Hardwood FloorsAfter years of experience, interior designers learn what works best in decorating. Among their tricks of the trade is the use of odd numbers - three fabric patterns or five grouped photos, for instance. Typically, the result is a classic look similar to that found in antique furnishings or beautiful hardwood flooring like Anderson's Bryson Strip collection.

The theory is that odd numbers of items simply look better than an even count, which usually has a very formal appeal. That's fine in some settings, but in many rooms within an average family's home, a more casual atmosphere is better. Three is a manageable number that produces a finished result for a room design without overpowering the overall decorating scheme.

Patterns and prints recommends choosing fabrics in a well-coordinated mix of color, pattern and texture for soft furnishings, including upholstery, window treatments and pillows. To strike the right balance, one large-scale pattern may be offset by two smaller designs or a solid that serves as the anchor color. Using all the same size patterns causes each one to overpower the others.

However, home decorators should be aware that decorating with smaller patterns can be deceiving, because they sometimes become indistinct from a distance. Stepping away from the pattern to get the full view presents a clearer picture of how it will look.

Varying the tone and textures of fabrics is also important.
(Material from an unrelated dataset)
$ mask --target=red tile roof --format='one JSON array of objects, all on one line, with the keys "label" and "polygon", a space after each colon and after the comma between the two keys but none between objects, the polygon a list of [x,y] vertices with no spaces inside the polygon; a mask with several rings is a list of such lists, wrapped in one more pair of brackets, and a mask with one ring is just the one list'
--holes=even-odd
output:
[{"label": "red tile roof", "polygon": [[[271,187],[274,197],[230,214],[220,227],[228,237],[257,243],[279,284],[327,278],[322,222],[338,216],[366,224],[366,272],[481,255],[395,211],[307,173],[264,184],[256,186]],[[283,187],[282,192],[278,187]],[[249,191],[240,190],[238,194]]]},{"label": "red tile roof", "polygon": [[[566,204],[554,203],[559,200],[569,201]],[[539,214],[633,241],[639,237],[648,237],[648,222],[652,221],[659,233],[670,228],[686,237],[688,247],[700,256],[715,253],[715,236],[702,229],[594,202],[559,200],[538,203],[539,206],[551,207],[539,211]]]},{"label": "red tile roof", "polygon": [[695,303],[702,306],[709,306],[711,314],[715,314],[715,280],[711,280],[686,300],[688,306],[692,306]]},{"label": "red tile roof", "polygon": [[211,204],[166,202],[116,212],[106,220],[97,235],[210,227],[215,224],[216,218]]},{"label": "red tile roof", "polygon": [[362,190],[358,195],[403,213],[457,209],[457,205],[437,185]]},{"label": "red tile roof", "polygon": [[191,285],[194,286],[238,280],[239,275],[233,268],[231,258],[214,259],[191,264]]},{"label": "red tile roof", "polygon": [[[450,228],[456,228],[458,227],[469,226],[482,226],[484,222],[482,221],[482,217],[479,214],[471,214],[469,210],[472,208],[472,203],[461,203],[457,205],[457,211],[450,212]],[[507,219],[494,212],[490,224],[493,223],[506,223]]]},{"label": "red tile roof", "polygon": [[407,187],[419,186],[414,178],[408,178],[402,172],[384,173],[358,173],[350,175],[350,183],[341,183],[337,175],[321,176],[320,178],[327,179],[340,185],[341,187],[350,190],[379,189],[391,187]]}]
In a selection of three fabrics, one should be light in color, another medium in tone and the third should be dark. There should always be a mix of smooth and rough-textured materials as well.

Consider the effect of lighting in a room, which can give an entirely different cast to a particular color during the day than it would at night. In addition, any embellishments such as beading or sequins provide a unique texture that should be factored into the final choices.

Arrangements for accent
Accent pieces and accessories will have greater aesthetic appeal if they are displayed in staggered heights and shapes. Indoor greenery may be arranged according to this premise by selecting a variety of plants in different sizes and types. Leaving some space between each plant - or items displayed on a shelf - prevents the look from being too cluttered.

Displaying items in an odd number can be done as easily on shelves, in a free-standing curio case or on a coffee table between chairs and a sofa.